This article was written by and will soon be published by RAFI’s Farm and Faith Partnership Project “Food, Faith, and Farmers of Color: A Guide for Community Collaboration.”
Ken Daniel has lived on a farm his entire life, but it wasn’t until the last decade that he started operating a farm largely by himself. After years of farming part-time, Ken and his brother Dennis now own and operate Singing Stream Farm, a 50 acre farm in Wake County.
The transition to full-time farming has not been clean and simple for Ken and Dennis. Trying to find a number of consistent and quality marketplaces has been a challenge, as Ken says major wholesalers were not interested in a partnership with a small, black farmer. Instead, Ken has found markets through relationships and connections. Singing Stream inherited a solid customer base from their father’s business and also through a partnership with the state of North Carolina to provide fresh produce for a healthy eating program.
Through the Farm and Faith Partnerships Project (FFPP), RAFI-USA was able to help create more market share for Ken and two other farmers of color in Wake County — Steve and Elke McCalla of Rocky Ridge Farm and Demetrius Hunter of the Black Farmers Hub — by connecting them with eight churches to form a CSA. When Ken heard about FFPP, he was thrilled about the opportunity to create new relationships with churches in the area. Ken and his brother had always liked the CSA model, but had never had the necessary market to provide a CSA.
“The CSA model has been a plus,” Ken said, “because we’re getting into spaces that traditionally the small black farm hasn’t been able to get into.”

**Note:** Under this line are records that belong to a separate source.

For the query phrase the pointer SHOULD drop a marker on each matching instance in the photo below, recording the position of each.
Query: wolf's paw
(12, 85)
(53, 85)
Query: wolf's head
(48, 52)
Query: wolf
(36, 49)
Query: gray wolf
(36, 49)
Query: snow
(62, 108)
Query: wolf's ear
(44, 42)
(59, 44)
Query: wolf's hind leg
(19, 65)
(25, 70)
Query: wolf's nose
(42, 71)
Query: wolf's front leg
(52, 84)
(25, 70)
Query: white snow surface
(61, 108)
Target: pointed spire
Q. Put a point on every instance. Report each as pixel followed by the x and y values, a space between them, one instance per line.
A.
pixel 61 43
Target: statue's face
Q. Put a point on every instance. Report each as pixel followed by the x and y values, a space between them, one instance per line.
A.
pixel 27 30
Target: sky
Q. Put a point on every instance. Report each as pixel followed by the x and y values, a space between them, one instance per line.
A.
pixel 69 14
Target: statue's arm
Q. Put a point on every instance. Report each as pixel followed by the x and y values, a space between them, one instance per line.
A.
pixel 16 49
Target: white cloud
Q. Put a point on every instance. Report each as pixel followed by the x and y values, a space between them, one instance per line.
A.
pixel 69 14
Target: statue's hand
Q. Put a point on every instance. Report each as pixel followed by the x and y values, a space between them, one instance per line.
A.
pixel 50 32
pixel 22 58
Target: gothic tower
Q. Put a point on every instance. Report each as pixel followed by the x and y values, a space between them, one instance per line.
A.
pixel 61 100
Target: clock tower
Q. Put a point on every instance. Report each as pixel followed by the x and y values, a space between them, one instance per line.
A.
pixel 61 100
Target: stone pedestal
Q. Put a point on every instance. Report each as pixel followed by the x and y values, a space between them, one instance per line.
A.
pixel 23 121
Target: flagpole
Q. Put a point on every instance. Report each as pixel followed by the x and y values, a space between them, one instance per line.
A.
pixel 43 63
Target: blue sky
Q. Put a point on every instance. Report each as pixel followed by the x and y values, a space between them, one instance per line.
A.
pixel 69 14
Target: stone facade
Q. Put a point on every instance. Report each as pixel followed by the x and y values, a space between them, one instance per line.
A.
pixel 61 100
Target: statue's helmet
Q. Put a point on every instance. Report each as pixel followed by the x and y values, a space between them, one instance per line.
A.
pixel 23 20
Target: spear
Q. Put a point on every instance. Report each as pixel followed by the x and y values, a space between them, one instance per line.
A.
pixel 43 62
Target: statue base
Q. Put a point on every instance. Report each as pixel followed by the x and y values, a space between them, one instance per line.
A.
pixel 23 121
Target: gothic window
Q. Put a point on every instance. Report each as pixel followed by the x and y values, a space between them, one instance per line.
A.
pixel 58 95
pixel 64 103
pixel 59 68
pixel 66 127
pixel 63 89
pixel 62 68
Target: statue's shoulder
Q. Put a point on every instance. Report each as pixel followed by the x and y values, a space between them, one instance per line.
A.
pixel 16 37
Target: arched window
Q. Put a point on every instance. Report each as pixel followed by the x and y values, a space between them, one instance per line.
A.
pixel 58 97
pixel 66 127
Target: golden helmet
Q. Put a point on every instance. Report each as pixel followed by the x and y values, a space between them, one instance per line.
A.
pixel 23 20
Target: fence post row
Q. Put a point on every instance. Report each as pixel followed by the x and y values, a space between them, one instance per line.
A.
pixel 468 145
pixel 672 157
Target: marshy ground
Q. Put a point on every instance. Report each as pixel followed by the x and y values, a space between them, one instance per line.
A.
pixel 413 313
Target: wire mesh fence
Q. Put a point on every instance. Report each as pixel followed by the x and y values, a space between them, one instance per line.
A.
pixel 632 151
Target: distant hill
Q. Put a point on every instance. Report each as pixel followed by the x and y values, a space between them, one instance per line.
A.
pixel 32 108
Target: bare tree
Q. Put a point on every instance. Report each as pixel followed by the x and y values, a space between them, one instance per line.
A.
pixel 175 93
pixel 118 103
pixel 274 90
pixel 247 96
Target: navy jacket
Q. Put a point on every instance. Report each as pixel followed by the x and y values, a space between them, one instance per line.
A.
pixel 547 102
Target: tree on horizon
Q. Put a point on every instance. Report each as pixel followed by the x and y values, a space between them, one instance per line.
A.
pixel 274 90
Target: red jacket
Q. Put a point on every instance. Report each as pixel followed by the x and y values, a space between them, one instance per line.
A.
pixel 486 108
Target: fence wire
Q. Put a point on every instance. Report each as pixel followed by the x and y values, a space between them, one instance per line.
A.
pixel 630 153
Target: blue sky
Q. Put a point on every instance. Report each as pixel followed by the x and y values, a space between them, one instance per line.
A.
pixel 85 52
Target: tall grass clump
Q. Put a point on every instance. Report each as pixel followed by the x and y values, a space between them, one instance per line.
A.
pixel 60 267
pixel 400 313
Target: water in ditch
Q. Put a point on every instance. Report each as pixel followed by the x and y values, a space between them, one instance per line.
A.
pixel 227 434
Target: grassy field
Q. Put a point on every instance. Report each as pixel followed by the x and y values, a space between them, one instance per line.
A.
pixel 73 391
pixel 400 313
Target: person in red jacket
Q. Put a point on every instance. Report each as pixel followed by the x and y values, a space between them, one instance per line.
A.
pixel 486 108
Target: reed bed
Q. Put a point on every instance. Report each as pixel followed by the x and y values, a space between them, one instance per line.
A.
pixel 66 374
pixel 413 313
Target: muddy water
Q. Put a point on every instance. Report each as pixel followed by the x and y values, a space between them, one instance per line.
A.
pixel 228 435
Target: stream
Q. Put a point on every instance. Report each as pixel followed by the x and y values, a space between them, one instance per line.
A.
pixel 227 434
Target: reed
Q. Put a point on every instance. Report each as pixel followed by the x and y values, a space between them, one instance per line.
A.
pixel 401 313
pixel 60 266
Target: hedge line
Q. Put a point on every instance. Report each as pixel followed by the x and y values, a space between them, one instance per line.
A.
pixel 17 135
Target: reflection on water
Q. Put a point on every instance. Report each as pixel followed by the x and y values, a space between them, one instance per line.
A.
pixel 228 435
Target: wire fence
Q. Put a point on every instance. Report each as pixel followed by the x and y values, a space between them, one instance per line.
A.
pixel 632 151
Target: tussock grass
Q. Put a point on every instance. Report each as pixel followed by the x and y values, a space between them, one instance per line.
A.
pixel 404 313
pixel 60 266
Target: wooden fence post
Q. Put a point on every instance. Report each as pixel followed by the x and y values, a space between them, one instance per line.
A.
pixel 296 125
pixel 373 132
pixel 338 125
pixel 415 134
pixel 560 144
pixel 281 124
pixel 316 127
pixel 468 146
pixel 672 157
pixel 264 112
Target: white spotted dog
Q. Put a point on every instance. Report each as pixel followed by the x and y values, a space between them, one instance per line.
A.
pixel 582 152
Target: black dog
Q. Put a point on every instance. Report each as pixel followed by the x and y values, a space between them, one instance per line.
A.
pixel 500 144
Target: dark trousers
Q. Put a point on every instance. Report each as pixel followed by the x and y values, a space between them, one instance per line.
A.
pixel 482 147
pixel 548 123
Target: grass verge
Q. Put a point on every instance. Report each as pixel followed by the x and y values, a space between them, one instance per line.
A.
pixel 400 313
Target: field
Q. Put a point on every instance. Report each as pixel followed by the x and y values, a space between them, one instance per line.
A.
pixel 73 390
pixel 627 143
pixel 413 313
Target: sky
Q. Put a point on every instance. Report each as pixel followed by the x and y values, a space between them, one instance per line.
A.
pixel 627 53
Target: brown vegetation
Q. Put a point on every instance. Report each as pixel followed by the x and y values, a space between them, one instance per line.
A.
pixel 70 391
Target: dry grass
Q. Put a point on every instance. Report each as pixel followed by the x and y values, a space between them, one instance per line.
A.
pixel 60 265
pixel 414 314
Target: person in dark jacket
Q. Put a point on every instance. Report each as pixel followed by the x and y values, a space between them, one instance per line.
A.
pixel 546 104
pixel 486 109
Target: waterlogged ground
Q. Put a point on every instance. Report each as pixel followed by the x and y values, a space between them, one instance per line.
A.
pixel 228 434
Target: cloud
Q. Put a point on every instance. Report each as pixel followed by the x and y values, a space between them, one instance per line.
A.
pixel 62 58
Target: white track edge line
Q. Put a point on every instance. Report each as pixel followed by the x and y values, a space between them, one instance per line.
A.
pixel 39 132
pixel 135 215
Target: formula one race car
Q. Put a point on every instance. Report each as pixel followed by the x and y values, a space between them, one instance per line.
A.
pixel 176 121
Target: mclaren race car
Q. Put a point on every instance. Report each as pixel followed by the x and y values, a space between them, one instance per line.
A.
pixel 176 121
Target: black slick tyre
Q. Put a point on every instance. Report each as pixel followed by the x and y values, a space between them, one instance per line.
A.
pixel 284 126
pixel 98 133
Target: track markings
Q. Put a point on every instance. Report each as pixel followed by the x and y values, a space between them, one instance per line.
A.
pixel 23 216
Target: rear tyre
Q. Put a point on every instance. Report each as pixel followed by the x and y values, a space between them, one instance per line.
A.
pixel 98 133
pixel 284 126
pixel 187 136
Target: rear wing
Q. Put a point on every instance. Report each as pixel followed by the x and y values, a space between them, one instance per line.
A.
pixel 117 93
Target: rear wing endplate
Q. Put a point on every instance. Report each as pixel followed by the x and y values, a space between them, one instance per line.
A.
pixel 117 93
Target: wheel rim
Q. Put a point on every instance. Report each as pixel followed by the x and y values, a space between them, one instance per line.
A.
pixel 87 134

The first season of the CSA ran for eight weeks, with farmers having planted in mid-February and deliveries being made from May through June 2021. With over 120 people throughout Wake County participating, this CSA created $20,000 total in produce sales combined for the three farms. After a successful spring season, the CSA has already expanded to include three new faith communities and one additional farmer of color for the summer season.
Gary Smith, a member of a participating faith community, said that one of the best parts of the experience has been getting to know new people and “fostering open conversations in the midst of learning, growing, and developing together.”
“We’re growing something beautiful here,” Gary said. “I think God leads us to grow in ourselves and grow in our faith through this work.”
Ken remarked that the CSA has provided consistency for his farm business and has allowed him to plan ahead with a bit more peace of mind. Being able to “get the most out of (his) farm” and getting to grow new produce like swiss chard are two of Ken’s favorite aspects of the experience.
Likewise, participating faith communities enjoyed the fresh produce, community connections, and the opportunity to seek justice.
“I highly recommend this type of project for any church that wants to dip a toe into justice,” Gary said. “When you want to know how hot bath water is, you stick your toe in and test the temperature. If it’s right, you can jump in. This is an opportunity for churches to get a feel for doing this work.”
Ken and Gary both have hopes that the CSA project can continue to expand to include more farmers of color and other churches in Wake County.